Cuando llegué a Galicia a finales de octubre, la primera mujer que conocí estaba soltando un llanto tremendo. Era de noche y parecía que todo el mundo se había alejado y refugiado para no sufrir su desahogo. En medio de mi soledad no hice más que contemplarla, pues no pude acercarme; me di cuenta de que era inconsolable.

Aquel encuentro siempre quedaría en mi memoria, pero no sería la última vez que la viese. En breve ella vendría insistente a intentar cautivarme. A veces la escuchaba desde dentro de la casa y podía verla acercarse a golpetearme la ventana. Pronto nos hicimos amigos y de cuando en cuando sus lágrimas silenciosas me acompañaban reconfortando aquellos paseos vespertinos junto a la ribera del río Lérez. Era tan suave y delicada que podía sentirla acariciándome las mejillas, pero luego me daría cuenta que pocas veces se mostraba tan afable.

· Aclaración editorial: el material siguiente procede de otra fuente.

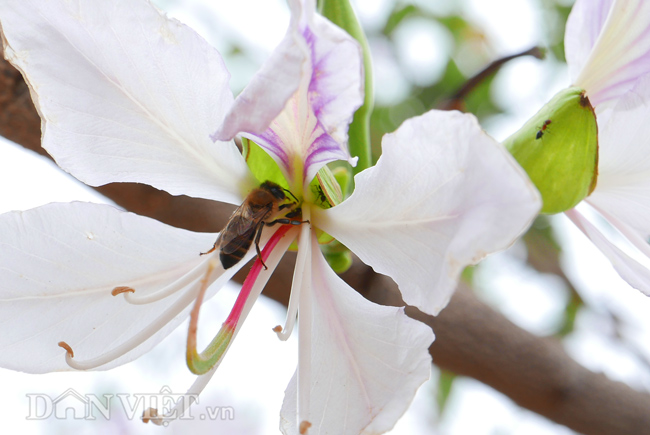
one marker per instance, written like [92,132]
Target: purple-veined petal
[60,263]
[608,46]
[312,128]
[271,87]
[367,360]
[442,196]
[623,188]
[337,85]
[126,94]
[634,273]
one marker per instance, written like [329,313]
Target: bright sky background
[253,376]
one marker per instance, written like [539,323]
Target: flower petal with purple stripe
[608,46]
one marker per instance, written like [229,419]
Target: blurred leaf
[398,15]
[544,256]
[445,384]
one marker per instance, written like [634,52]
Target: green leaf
[558,148]
[340,12]
[262,165]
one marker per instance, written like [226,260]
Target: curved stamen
[298,276]
[136,340]
[271,257]
[190,278]
[181,406]
[304,341]
[252,287]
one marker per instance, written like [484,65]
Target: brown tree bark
[472,339]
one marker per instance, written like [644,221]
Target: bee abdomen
[229,260]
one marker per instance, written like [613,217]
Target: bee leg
[257,244]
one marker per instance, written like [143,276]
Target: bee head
[274,189]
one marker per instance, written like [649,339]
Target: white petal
[59,264]
[367,360]
[608,46]
[126,94]
[442,196]
[623,188]
[637,275]
[269,90]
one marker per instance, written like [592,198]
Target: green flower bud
[558,148]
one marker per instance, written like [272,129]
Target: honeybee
[246,223]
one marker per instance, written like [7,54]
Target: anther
[122,289]
[67,348]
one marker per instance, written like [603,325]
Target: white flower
[608,53]
[126,94]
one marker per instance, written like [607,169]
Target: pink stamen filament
[271,257]
[215,351]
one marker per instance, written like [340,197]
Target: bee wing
[240,229]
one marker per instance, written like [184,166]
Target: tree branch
[472,339]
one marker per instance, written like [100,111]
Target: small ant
[544,127]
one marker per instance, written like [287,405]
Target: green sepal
[261,164]
[340,12]
[338,256]
[558,148]
[325,192]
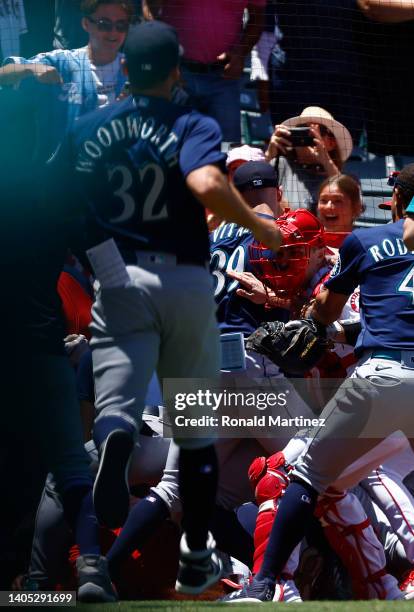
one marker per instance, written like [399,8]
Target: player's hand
[233,65]
[280,143]
[48,75]
[320,153]
[253,289]
[267,232]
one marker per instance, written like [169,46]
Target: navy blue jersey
[130,161]
[229,246]
[378,261]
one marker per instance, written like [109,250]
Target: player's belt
[387,354]
[202,68]
[154,258]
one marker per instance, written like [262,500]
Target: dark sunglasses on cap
[106,25]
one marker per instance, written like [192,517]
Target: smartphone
[301,137]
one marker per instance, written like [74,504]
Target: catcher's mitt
[295,346]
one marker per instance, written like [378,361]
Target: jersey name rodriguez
[123,129]
[389,247]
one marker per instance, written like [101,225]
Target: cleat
[255,592]
[111,491]
[94,583]
[198,569]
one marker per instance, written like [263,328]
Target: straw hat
[316,114]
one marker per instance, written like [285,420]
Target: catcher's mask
[285,271]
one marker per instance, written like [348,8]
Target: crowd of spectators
[338,71]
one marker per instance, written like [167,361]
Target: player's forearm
[328,306]
[14,73]
[212,189]
[388,11]
[408,235]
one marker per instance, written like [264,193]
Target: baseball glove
[295,346]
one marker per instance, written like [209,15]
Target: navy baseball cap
[152,50]
[255,175]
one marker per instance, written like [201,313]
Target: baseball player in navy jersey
[377,399]
[146,167]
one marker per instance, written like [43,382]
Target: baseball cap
[152,50]
[385,205]
[255,175]
[245,153]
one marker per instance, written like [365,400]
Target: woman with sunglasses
[61,85]
[339,203]
[303,166]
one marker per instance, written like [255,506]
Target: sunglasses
[106,25]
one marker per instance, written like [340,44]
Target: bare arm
[408,235]
[211,188]
[12,74]
[233,60]
[152,9]
[388,11]
[252,31]
[328,306]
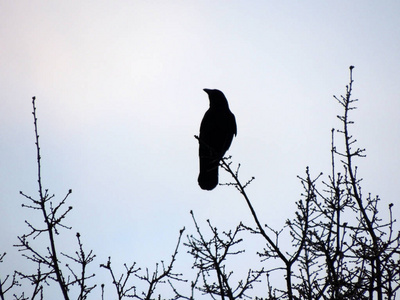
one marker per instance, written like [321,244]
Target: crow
[216,133]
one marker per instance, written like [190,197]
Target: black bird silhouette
[216,133]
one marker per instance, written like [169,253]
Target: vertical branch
[49,224]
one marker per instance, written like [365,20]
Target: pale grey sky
[119,98]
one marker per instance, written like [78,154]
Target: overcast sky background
[119,99]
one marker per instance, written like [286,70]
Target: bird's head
[217,98]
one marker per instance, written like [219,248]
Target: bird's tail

A pesar de sus intenciones, su naturaleza voluble hizo que por un buen tiempo me abstenga de salir a jugar con ella. Esto no solo empeoraba su humor sino que a veces lograba que estallase en una ira tormentosa. A pesar de sus continuos acosos, tuve que salir y soportar su necedad, pero siempre me mantuve en silencio. Así pasaron los días y tristemente resolví que el fin de nuestra amistad era inevitable. Pero nunca esperé que fuera ella quien desaparezca sin darme mayor aviso. Debí haberlo previsto.

Hubo días muy calurosos donde extrañé que aparezca repentinamente y se me cuelgue por los hombros. Su ausencia se notó y me invadió aquel aire nostálgico dejándome taciturno. Pero tras varias semanas descubriría que no todas las personas son ingratas, pues a pesar de mis desplantes llegó el día en que me demostró su fidelidad.

Cuando menos me lo esperaba, inmerso en la eternidad de mi silencio, apareció nuevamente en la ventana y cantando suavemente me invitó a jugar de nuevo. El verano había terminado.